I am developing an application which is deployed to Azure App Service. It runs on .NET 5.0 on Linux. I have set up a simple DevOps process so that committing changes to GitHub runs an Azure DevOps pipeline that deploys the application to a staging slot on Azure App Service for Linux. Then I can use Swap in the Azure portal to update the production slot. Swap simply exchanges the content of the staging slot with that in the production slot, so there is a route back in the event of disaster. Swap also restarts the application and forces users to log back in.
Yesterday I fixed a bug, deployed the change to the staging slot, and performed a swap. Logged back into the application, but the bug was still there, though intermittent. That was the bit I could not figure out: what was causing the code to behave differently on different requests? I became suspicious that it was sometimes serving the old version. I proved this by refreshing a page that demonstrated the bug. My page has an application version in the footer, and I could see that when the bug appeared, the version was older.

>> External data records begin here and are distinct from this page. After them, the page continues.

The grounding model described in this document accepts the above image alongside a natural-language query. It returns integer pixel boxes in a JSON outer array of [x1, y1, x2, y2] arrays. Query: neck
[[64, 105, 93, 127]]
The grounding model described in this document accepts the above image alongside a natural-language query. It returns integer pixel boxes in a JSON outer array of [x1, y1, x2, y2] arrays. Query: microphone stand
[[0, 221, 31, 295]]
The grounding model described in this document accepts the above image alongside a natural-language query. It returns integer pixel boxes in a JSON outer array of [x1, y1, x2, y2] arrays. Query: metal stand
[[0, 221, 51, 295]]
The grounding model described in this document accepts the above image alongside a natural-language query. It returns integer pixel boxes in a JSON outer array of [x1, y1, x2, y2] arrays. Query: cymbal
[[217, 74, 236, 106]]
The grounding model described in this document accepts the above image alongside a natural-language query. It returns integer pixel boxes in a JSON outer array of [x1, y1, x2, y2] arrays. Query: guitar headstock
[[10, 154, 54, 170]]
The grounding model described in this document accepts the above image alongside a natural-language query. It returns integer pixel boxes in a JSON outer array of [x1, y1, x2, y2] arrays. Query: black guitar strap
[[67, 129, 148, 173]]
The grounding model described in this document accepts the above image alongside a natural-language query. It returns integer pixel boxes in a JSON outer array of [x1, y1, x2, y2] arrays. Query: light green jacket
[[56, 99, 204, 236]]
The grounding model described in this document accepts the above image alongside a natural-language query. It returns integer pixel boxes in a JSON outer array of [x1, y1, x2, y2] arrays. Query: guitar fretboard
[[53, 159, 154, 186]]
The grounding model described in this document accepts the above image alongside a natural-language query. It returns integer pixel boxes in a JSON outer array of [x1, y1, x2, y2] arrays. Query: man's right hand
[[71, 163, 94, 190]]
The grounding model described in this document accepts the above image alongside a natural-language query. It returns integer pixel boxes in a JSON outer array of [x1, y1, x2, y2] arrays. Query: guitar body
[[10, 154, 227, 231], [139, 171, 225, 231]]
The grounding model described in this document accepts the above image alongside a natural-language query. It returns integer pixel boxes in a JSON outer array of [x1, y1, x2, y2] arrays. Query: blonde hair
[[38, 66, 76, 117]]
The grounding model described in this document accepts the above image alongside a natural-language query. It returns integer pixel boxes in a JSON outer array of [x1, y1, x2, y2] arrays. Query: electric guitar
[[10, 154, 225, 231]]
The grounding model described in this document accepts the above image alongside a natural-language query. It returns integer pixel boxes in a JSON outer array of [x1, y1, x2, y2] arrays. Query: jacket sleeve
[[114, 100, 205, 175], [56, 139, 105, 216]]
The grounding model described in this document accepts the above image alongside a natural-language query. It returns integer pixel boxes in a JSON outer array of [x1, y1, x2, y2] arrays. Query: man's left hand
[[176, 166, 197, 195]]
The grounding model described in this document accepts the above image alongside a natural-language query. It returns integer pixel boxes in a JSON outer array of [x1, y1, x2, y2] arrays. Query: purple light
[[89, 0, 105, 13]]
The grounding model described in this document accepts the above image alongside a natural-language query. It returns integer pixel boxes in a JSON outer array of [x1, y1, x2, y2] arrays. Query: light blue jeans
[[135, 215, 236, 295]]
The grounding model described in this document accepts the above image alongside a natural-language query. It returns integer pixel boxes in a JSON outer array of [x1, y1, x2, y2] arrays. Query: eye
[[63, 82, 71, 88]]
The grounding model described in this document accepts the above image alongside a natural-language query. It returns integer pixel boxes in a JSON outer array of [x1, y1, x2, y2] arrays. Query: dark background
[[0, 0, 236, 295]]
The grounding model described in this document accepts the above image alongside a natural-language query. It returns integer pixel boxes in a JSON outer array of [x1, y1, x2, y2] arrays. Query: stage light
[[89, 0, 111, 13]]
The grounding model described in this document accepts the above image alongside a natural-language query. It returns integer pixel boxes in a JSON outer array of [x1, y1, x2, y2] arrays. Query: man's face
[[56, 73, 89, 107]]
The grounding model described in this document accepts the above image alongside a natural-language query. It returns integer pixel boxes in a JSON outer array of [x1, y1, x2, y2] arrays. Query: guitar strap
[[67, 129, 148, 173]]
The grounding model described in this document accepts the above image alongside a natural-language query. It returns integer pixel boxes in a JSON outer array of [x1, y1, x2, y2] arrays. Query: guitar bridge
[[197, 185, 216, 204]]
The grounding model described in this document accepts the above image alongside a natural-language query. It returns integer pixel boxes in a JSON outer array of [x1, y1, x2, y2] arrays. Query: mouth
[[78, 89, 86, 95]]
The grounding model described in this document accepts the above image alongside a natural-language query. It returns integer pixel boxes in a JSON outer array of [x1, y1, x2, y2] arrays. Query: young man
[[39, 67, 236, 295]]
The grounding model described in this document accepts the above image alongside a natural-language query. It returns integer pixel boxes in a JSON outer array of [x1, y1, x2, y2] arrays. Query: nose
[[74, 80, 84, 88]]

Well this is odd. In the App Service Deployment slot settings I have traffic set to 100% for the production slot:
In general I tend to assume a bug in my code or an error in my configuration settings is more likely than an issue with the Azure App Service. This does look odd though: why, if traffic is going 100% to the production slot, does the application sometimes serve the old version?
The pragmatic fix was easy. A second deployment to the staging slot means both now have code that works. The bug no longer appears; but I have kept the version number different and can see that the issue is actually still occurring.
I will update this post when I have more information, just in case anyone else hits this issue.